Dawn

Dawn

Saturday, August 31, 2013

Spanish obscenities; More Gib madness; and Toilet roll etiquette.

Spanish, at least in Spain, is a far more robust language than English. By which I mean that, in daily discourse, you're far more likely to hear words that (just about) still retain some taboo value in English. For example joder(fuck) and even coño(cunt), which are used by adults to children and vice versa. As with my lovely neighbour Ester and her equally lovely 17 year old daughter, María. Then there are expressions such as Me cago en . . (I shit on . .) followed by one of an endless variety of possibilities. In years past, the most shocking were possibly Me cago en la hostia/Diós(I shit on the host/God) but, in these not-so-Christian times, this is almost commonplace and unshocking. Anyway, I'm by no means an expert in Spanish swearwords and profanity so here's a Wiki page on the subject. I'll just add a couple of things. 1. This para is prompted by reading an El País article which contained several swear words (including joder) and which contrasted with an article in a British newspaper which felt constrained to write the totally innocuous 'crap' as 'c+++'. At least, I think it was 'crap'. 2. There are words in Spanish which stand in for the naughty ones, as with frig/fuck and heck/hell in English. One such is jolín, which does for joder. My problem is that, if the J is not over-stressed, this sounds like Colin. Which is why I'm regularly turning round to see who's calling me.
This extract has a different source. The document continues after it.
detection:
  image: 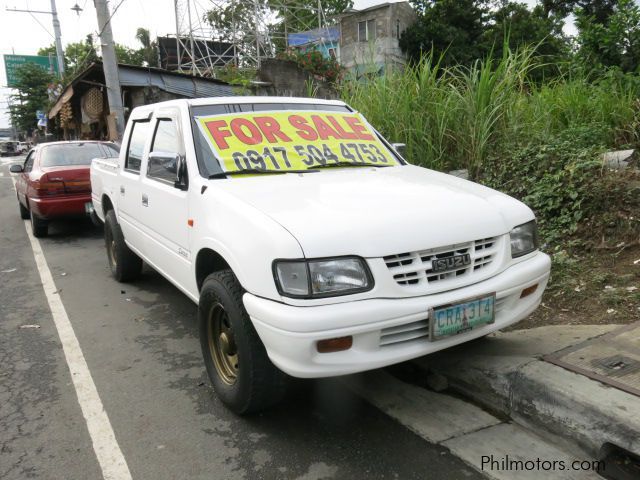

Last comments on this theme . . . I say 'Spanish in Spain' because I've been told by shocked South Americans that things are not the same over there. And here's something that many Spaniards don't know - The word follar(to fuck) literally means to work a pair of bellows. And to speed up grapes to make wine.

For the love of God! There's some 'devout Catholic' nut from Nerja who thinks only God can resolve the Gibraltar mess. On this he might well be right - assuming for the moment there really is an omnipotent God/Goddess - but this chap has decided to try to enlist divine help by walking to Gib carrying a 3 metre, 10 kilo cross on his shoulder. And when he gets there he's going to go on hunger strike. For 24 hours at least. Meanwhile, he hopes others will join him on his pilgrimage. Which, unsurprisingly, turns out not to be his first. Notwithstanding his efforts, God had not yet delivered the “No more hunger, no more war, peace on Earth” which has been beseeched of him. Possibly sleeping.

As for said Gibraltar spat . . . The Spanish government has turned the screw of pettiness a little further by banning exports of sand, rock and aggregates needed for construction there, which I suspect is illegal under EU rules. It's also complained that its border police are being insulted by people in the queues and having 'missiles' thrown at them. Since the queues are essentially composed of people going into Gib to work, I strongly suspect this is a Spaniard v Spaniard affair. And that the insults contain some of the words cited above. Well, if you will piss on your own doorstep.

In a further blow to Spanish aspirations, the EU has refused to consider its (probably legitimate) complaint about alleged money-laundering in Gib. Mind you, this is possibly another thing the Spanish government would want to keep under a rock. It's not as if it's unknown here. Or in next door Andorra.

Finally . . . I've recently had 5 young women to stay, all in their early to mid 30s. Not one of them, it seems, was ever taught by their parents to change a toilet roll. And that, my friends, is why the world is in the state it is today! Joder!

Which reminds me . . . I'm not sure I didn't dream this but, by pure coincidence, I saw a toilet-paper ad recently which gave a name to this failure to change the roll, leaving the empty one in the holder. Can anyone help out here?